The following annotated hexdump of a transaction is from the raw transaction format section; the elements which would be checked are the Outpoint TXID, the Outpoint index number, the Secp256k1 signature, and the PubKey hash. Note that this transaction’s TXID (``01000000017b1eab[…]``) would also be checked, and that the outpoint TXID and index number below would be checked as a single 36-byte element.

01000000 ................................... Version

01 ......................................... Number of inputs
|
| 7b1eabe0209b1fe794124575ef807057
| c77ada2138ae4fa8d6c4de0398a14f3f ......... Outpoint TXID
| 00000000 ................................. Outpoint index number
|
| 49 ....................................... Bytes in sig. script: 73
| | 48 ..................................... Push 72 bytes as data
| | | 30450221008949f0cb400094ad2b5eb3
| | | 99d59d01c14d73d8fe6e96df1a7150de
| | | b388ab8935022079656090d7f6bac4c9
| | | a94e0aad311a4268e082a725f8aeae05
| | | 73fb12ff866a5f01 ..................... Secp256k1 signature
|
| ffffffff ................................. Sequence number: UINT32_MAX

01 ......................................... Number of outputs
| f0ca052a01000000 ......................... Satoshis (49.99990000 UTE)
|
| 19 ....................................... Bytes in pubkey script: 25
| | 76 ..................................... OP_DUP
| | a9 ..................................... OP_HASH160
| | 14 ..................................... Push 20 bytes as data
| | | cbc20a7664f2f69e5355aa427045bc15
| | | e7c6c772 ............................. PubKey hash
| | 88 ..................................... OP_EQUALVERIFY
| | ac ..................................... OP_CHECKSIG

00000000 ................................... locktime: 0 (a block height)

Updating A Bloom Filter

Clients will often want to track inputs that spend outputs (outpoints) relevant to their wallet, so the filterload field nFlags can be set to allow the filtering node to update the filter when a match is found. When the filtering node sees a pubkey script that pays a pubkey, address, or other data element matching the filter, the filtering node immediately updates the filter with the outpoint corresponding to that pubkey script.

Automatically Updating Bloom Filters

Automatically Updating Bloom Filters

If an input later spends that outpoint, the filter will match it, allowing the filtering node to tell the client that one of its transaction outputs has been spent.

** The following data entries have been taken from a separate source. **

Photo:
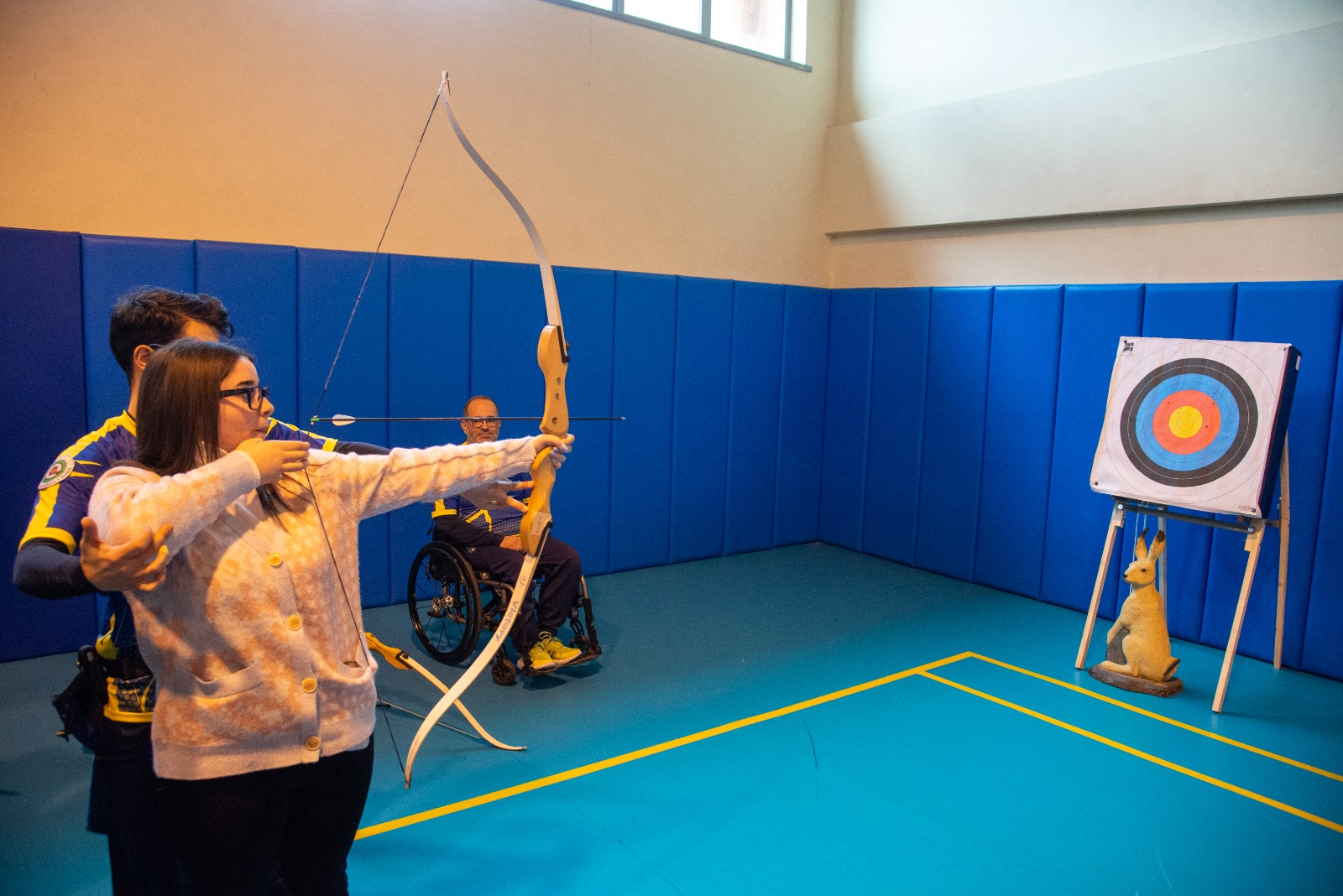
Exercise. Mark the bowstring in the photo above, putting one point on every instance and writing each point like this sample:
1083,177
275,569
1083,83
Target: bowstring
321,398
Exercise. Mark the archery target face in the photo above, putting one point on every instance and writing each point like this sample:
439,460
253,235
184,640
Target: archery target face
1190,421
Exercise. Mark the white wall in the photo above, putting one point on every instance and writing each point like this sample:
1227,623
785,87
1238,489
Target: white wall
292,122
1047,141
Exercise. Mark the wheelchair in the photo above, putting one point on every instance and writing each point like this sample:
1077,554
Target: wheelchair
445,600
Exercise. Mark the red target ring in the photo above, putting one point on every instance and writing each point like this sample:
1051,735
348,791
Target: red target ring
1186,421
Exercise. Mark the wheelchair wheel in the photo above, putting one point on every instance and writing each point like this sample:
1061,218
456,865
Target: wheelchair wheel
503,671
445,604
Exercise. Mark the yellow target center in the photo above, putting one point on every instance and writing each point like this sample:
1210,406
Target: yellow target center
1186,421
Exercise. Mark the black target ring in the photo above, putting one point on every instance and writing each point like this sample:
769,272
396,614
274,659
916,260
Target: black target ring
1189,371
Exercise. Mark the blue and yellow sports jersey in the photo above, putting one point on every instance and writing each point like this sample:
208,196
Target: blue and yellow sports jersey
67,484
503,521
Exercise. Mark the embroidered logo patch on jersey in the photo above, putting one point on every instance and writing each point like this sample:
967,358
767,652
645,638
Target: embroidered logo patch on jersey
58,471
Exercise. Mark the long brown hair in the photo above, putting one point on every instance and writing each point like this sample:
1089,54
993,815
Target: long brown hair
178,411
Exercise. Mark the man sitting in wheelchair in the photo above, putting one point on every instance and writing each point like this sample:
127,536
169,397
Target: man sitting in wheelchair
489,541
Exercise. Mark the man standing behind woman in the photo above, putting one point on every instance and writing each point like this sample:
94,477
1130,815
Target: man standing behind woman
264,727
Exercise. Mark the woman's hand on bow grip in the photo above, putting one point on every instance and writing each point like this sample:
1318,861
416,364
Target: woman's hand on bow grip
274,457
561,445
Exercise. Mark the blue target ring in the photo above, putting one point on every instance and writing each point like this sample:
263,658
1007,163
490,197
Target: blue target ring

The nFlags field has three allowed values:

Value

Name

Description

0

BLOOM_UPDATE_NONE

The filtering node should not update the filter.

1

BLOOM_UPDATE_ALL

If the filter matches any data element in a pubkey script, the corresponding outpoint is added to the filter.

2

BLOOM_UPDATE_P2PUBKEY_ONLY

If the filter matches any data element in a pubkey script and that script is either a P2PKH or non-P2SH pay-to-multisig script, the corresponding outpoint is added to the filter.

In addition, because the filter size stays the same even though additional elements are being added to it, the false positive rate increases. Each false positive can result in another element being added to the filter, creating a feedback loop that can (after a certain point) make the filter useless. For this reason, clients using automatic filter updates need to monitor the actual false positive rate and send a new filter when the rate gets too high.